Umm Maryam was possibly the first person to test his principles face to face. Although he found her attractive, he refused to answer the temptations of passion. The voice of wisdom and sobriety won out, protecting his much-discussed reputation from a world of reproaches. His good reputation seemed to mean more to him than seizing a proffered pleasure. He consoled himself with the opportunities that arose from time to time for romances with no unpleasant consequences.

This will to respect his obligations and act honorably with friends remained with him even in the realms of amusement and desire. He had never been accused of making a pass at the mistress of a companion or of looking lustfully at the sweetheart of a friend. He chose friendship over passion. He would say, "The affection of a friend endures. A girlfriend’s passion is fleeting". For this reason, he was content to select his lovers from unattached women or to wait until a woman had ended her previous relationship. Then he would seize his opportunity. At times he would even ask permission from her former companion before beginning to court her. Thus he was able to conduct his amorous adventures with a delight free of regret and a serenity unblemished by ill will. In other words, he had successfully balanced the animal within him that was voracious for pleasure with the man in him that looked up to higher principles. He had succeeded in harmoniously joining these two sides of his personality in a compatible whole. Neither side dominated the other, and each was able to pursue its own special interests easily and comfortably. Just as he had reconciled the opposing forces of sensuality and ethics, he was also able to merge piety and debauchery successfully into a unity free of any hint of either sin or repression.

Yet his good faith was not inspired merely by loyalty to a code of ethics. It was based most of all on his innate desire to continue to be loved and enjoy a fine reputation. The success of his amorous forays made it easier for him to avoid love marred by betrayal or depravity. Moreover, he had never known a true form of love that could have pushed him into succumbing either to emotion, without regard to principles, or to a fierce emotional and moral crisis, in which he could not keep from being burned.

Umm Maryam represented nothing more to him than a delicious kind of food, which, if it threatened his digestion, he could easily turn down in favor of some of the other tasty but wholesome dishes that covered the table. Therefore, he answered her tenderly, "Your mediation is accepted, God willing. You will hear something that will please you shortly".

The woman said as she rose, "May our Lord be generous to you, sir, your honor".

She stretched out her soft hand. He took it, but lowered his eyes. He imagined that she squeezed his hand a little when they were saying goodbye. He began to wonder whether this was the way she usually shook hands or if she had deliberately squeezed it. He tried to remember what her handshake had been like when she arrived, but he could not. He spent most of the time before he returned to the store thinking about the woman, what she had said, her tenderness, and her handshake.

36

"Our aunt, the widow of the late Mr.

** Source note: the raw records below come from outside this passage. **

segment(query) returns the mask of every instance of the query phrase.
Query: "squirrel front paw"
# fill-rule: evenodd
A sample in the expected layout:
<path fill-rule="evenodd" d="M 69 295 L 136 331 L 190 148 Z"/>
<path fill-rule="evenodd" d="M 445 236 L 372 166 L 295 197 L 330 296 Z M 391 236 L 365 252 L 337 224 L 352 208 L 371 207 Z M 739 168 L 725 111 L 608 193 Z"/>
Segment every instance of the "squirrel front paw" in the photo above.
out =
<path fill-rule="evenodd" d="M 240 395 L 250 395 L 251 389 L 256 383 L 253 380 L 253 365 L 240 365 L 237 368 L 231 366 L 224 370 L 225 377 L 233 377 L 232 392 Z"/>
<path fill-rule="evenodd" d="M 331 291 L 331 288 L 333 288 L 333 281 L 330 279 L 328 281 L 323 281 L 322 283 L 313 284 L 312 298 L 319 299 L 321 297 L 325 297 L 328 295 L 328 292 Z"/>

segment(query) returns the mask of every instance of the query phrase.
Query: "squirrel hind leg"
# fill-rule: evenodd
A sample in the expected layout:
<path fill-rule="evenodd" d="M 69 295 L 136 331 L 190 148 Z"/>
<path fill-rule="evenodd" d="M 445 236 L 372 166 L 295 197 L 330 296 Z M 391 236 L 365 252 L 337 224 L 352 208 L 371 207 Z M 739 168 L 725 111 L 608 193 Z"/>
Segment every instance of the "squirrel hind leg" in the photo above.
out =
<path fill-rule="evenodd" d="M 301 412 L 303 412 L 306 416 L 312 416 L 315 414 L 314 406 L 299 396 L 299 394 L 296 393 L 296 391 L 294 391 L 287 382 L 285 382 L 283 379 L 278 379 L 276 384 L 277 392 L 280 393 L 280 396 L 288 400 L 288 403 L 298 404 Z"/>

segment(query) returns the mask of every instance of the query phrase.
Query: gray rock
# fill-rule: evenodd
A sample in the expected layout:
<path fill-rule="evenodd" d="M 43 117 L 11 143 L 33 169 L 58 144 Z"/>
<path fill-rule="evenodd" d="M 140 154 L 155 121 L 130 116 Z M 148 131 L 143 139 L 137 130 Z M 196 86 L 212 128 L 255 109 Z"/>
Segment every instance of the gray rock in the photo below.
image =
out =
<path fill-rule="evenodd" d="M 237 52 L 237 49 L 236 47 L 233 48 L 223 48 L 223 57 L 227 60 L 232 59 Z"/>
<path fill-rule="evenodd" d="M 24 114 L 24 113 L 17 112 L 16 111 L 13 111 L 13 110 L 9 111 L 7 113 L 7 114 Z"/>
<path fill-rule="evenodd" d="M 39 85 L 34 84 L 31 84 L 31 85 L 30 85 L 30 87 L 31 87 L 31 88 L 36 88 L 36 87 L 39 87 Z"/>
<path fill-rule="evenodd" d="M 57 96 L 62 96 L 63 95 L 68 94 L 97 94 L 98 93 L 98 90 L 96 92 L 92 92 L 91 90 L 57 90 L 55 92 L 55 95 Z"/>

Shawkat, wishes to see you".

Al-Sayyid Ahmad threw Khadija a fiery look and shouted at her, "Why?"

His angry voice and irritated looks proclaimed that he meant more than this "why" implied and that he would have liked to tell her, "I've barely gotten rid of the intermediary who came yesterday when you bring me a new one today. Who told you these tricks would work on me? How can you and your brothers dare to try to put something over on me?"

Khadija’s face became pale. In a trembling voice she replied, "I don't know, by God".

He nodded his head as though to say, "Yes, you do know, and I know too. Your cunning will achieve nothing but the most disastrous consequences for you". Resentfully he declared, "Let her come in. I won't be able to drink my coffee with a calm mind after this. My room has turned into a court with judges and witnesses. That’s the kind of rest I find at home. God’s curse on all of you!"

Before he could finish speaking, Khadija had vanished like a mouse that has heard the floor creak. Al-Sayyid Ahmad glowered angrily for a few moments. Then he remembered the sight of Khadija retreating so fearfully that her foot stumbled in its wooden clog and her head almost collided with the door. He smiled sympathetically. His impulsive fury was wiped away and left him feeling affectionate. What children they were! They refused to forget their mother even for a single minute.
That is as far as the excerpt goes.